Ein erster Schritt ist das neue Lieferkettengesetz, allerdings bestehen Zweifel, dass es die Rohstoffgewinnung selbst ausreichend positiv beeinflusst. An oberster Stelle steht deshalb nach wie vor: Bestehende Produkte so lang wie möglich zu nutzen und das Konsumverhalten zurückzufahren, wo es nur geht.
Auch ein Pfandsystem wäre nicht schlecht, zum Beispiel für Smartphones. Das habe die Politik verpasst, heißt es beim Verband Deutscher Ingenieure, bei Starterbatterien fürs Auto funktioniert es immerhin.
Ein Schlüssel ist auch die sogenannte Kreislaufwirtschaft: Dazu zählen langlebiges Design, reparierbare Produkte und neue Geschäftsmodelle wie das Mieten von Produkten. Ein Ansatz, den der Aktionsplan für die Kreislaufwirtschaft der Europäischen Union verfolgt. Darin enthalten ist das Recht auf Reparatur, das dieses Jahr in einen konkreten Gesetzesvorschlag gegossen werden soll.
💡 Wenn Sie aber eher so vom Typ Selbstjustiz sind – weiter unten gibt’s ein paar Hinweise, was Sie jetzt mit ihren kaputten Zahnbürsten tun könnten. Und ich dann eben das nächste Mal.
Sachsen und Thüringen fördern im Übrigen die Reparatur von Haushaltsgeräten. Ob sich das lohnt, erfahren Sie von der MDR-Umschau in der ARD-Mediathek. Und auf jeden Fall lege ich Ihnen die aktuelle Ausgabe des MDR WISSEN-Podcasts Meine Challenge ans Herz. In der versucht der Kollege Max Fallert, seine sieben Sachen in Schuss zu halten, Neukauf ist tabu:
🗓 Klima-Termine
24. bis 28. Februar – Schloss Niederspree (Hähnichen)
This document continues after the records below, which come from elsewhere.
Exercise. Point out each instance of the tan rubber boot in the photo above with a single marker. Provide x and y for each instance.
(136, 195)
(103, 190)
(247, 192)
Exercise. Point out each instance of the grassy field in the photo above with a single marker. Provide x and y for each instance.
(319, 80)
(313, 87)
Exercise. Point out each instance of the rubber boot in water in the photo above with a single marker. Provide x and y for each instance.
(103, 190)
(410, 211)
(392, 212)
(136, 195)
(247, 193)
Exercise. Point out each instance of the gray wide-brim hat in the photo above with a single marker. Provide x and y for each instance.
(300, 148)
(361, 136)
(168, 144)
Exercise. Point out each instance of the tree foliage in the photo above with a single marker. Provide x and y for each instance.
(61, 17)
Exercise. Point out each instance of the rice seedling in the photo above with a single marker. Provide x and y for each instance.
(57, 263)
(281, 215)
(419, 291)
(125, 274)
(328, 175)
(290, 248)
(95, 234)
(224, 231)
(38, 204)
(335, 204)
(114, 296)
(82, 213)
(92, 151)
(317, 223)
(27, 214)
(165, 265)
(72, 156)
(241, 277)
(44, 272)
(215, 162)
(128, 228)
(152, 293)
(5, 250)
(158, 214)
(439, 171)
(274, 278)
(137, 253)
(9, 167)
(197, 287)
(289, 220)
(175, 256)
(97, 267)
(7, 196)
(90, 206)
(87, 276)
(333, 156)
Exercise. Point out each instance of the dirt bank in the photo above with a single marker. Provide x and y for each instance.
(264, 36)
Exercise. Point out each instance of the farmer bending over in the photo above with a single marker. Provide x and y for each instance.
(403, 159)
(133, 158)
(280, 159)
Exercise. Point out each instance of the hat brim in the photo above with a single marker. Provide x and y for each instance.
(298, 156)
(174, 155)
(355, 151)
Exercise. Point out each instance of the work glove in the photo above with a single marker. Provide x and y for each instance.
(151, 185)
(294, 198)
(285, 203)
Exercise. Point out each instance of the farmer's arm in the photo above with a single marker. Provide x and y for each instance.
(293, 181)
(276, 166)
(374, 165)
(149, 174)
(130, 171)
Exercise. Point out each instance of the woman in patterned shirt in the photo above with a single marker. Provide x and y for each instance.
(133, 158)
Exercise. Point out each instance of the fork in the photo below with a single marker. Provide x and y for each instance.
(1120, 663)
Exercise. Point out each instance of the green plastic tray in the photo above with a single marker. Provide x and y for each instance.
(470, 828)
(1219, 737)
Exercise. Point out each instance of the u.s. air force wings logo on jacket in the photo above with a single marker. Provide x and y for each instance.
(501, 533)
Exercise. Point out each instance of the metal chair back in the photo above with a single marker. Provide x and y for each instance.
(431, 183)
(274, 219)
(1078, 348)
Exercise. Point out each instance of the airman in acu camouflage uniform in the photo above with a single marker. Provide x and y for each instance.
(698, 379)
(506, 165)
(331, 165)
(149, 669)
Der BUND Sachsen lädt zur Wanderausstellung Rückkehr auf leisen Pfoten – die Europäische Wildkatze in Sachsen. Eintritt frei, aber Öffnungszeiten beachten.
27. Februar – online
Die Deutsche Umwelthilfe startet die neue Dialogplattform Natur.Macht.Klima. Zum Auftakt diskutiert wird die Frage Kommt die Zeitenwende für den Naturschutz?. Mit dabei auch Gäste aus Mitteldeutschland: Bundesumweltministerin Steffi Lemke (B90/Grüne) und Aletta Bonn vom UFZ/iDiv. Hier anmelden
1. bis 7. März – Malschwitz
Noch eine Einladung vom BUND Sachsen – und zwar zur Ausstellung Insekten in Gefahr – Ein Rückgang mit Folgen. Kostenfrei im Haus der Tausend Teiche, Öffnungszeiten und Infos hier
Donnerstag, 2. März – Stendal
Filmvorführung Vogelperspektiven mit anschließender Diskussionsrunde im Uppstall-Kinos. Infos beim ZÖNU
Freitag, 3. März – weltweit
Ist schon wieder so weit: Fridays for Future ruft allerorten zum weltweiten Klimastreik auf. Aktionen in und um Mitteldeutschland sind in folgenden Orten geplant: Magdeburg, Helmstedt, Goslar, Halle, Merseburg, Leipzig, Witzenhausen, Erfurt, Fulda, Weimar, Hof, Zwickau, Chemnitz, Riesa, Freiberg, Dresden, Zittau. Infos zu den Aktionen
📰 Klimaforschung und Menschheit
Hunderte neue Airbus-Flugzeuge könnten grüngewaschen werden
Die über 700 neuen Flieger könnten durch laxe EU-Taxonomieregeln als nachhaltig eingestuft werden, schreibt die tageszeitung. Das liege daran, dass diese nach Definition nur effizienter als ältere Modelle sein und diese tatsächlich ersetzen müssen. Die Taxonomie solle eigentlich helfen, für Investoren sichtbar zu machen, ob Güter als öko bewertet werden können. Eine entsprechende Diskussion gab es bereits im vergangenen Jahr um die Taxonomie von Atom- und Erdgas-Energie.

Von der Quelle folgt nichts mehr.